# How do Maxwells equations result from the field tensor?

by Azelketh
Tags: equations, field, maxwells, result, tensor
 P: 36 Hi, I've been trying to solve problem 2.1 a in Peskin and schroeder, an introduction to QFT. The problem is to derive Maxwells equations for free space, which I have almost managed to do, using the Euler- lagrange euqation And the definition of the field tensor as $$F_{μv} = d_μ A_v - d_v A_μ$$ So I have managed to get to; $$0=d_μ F^{μv}$$ But I am unable to see how this shows Maxwells equations. Any points would be appreciated. Thanks.
 Mentor P: 15,405 In what variables are Maxwell's equations usually expressed?
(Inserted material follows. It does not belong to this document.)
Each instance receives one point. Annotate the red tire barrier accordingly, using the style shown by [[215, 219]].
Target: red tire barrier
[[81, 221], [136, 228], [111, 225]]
 P: 36 My apologies for a less than comprehensive post at first; Well, usually in the vector form of E and B or the 4 vector A, where; $$A= ( \phi, \vec{A} )$$ where$$\vec{A}$$is the magnetic vector $$\phi$$ is the scalar electric potential. $$E = -∇\phi - \frac{\partial\vec{A}}{\partial t}$$ And, $$B= ∇ X \vec{A}$$ It's clear to me that 2 of maxwells equations result directly from this definition; $$∇.B = ∇. ( ∇ X \vec{A} ) = 0$$ and $$∇ X E = ∇ X ∇\phi - ∇ X \frac{\partial\vec{A}}{\partial t}$$$$∇ X E = ∇(∇ X \phi) - \frac{\partial (∇ X\vec{A} )}{\partial t}$$$$∇ X E = 0 - \frac{\partial ( B )}{\partial t}$$$$∇ X E = - \frac{\partial B}{\partial t}$$ Which leaves $$∇.E = 0$$ and $$∇ X B = \frac{\partial E}{\partial t}$$ to be found from $$0=\partial_μ F^{μv}$$ So I have tried putting in $$F_{μv} = \partial_μ A_v - \partial_v A_μ$$ To give; $$0=\partial_μ ( \partial_μ A_v - \partial_v A_μ )$$ $$0=\partial_μ \partial_μ A_v - \partial_μ \partial_v A_μ$$ so I then tried expanding this out, hoping that some terms would cancel and that I would recognize others and perhaps then they would be close to the E and B field formulation that I am more familier with. This yielded; $$\partial_μ \partial_μ A_v= \frac{\partial^2 \phi}{\partial t^2} + \frac{\partial^2 \vec(A)}{\partial t^2} + ∇^2 \phi + ∇^2 \vec{A}$$ And $$\partial_μ \partial_v A_μ = \partial_v \partial_μ A_μ = \frac{\partial^2 \phi}{\partial t^2} - \frac{\partial \vec(∇A)}{\partial t} - \frac{\partial ∇\phi}{\partial t} + ∇^2 \vec{A}$$ which when combined gives; $$0= \frac{\partial^2 \phi}{\partial t^2} + \frac{\partial^2 \vec(A)}{\partial t^2} + ∇^2 \phi + ∇^2 \vec{A} - ( \frac{\partial^2 \phi}{\partial t^2} - \frac{\partial \vec(∇A)}{\partial t} - \frac{\partial ∇\phi}{\partial t} + ∇^2 \vec{A} )$$ $$0= \frac{\partial^2 \vec(A)}{\partial t^2} + ∇^2 \phi + \frac{\partial \vec(∇A)}{\partial t} + \frac{\partial ∇\phi}{\partial t}$$ which is where I am scratching my head..... EDIT:replaced d's with $$\partial$$ as per dextercioby's suggestion.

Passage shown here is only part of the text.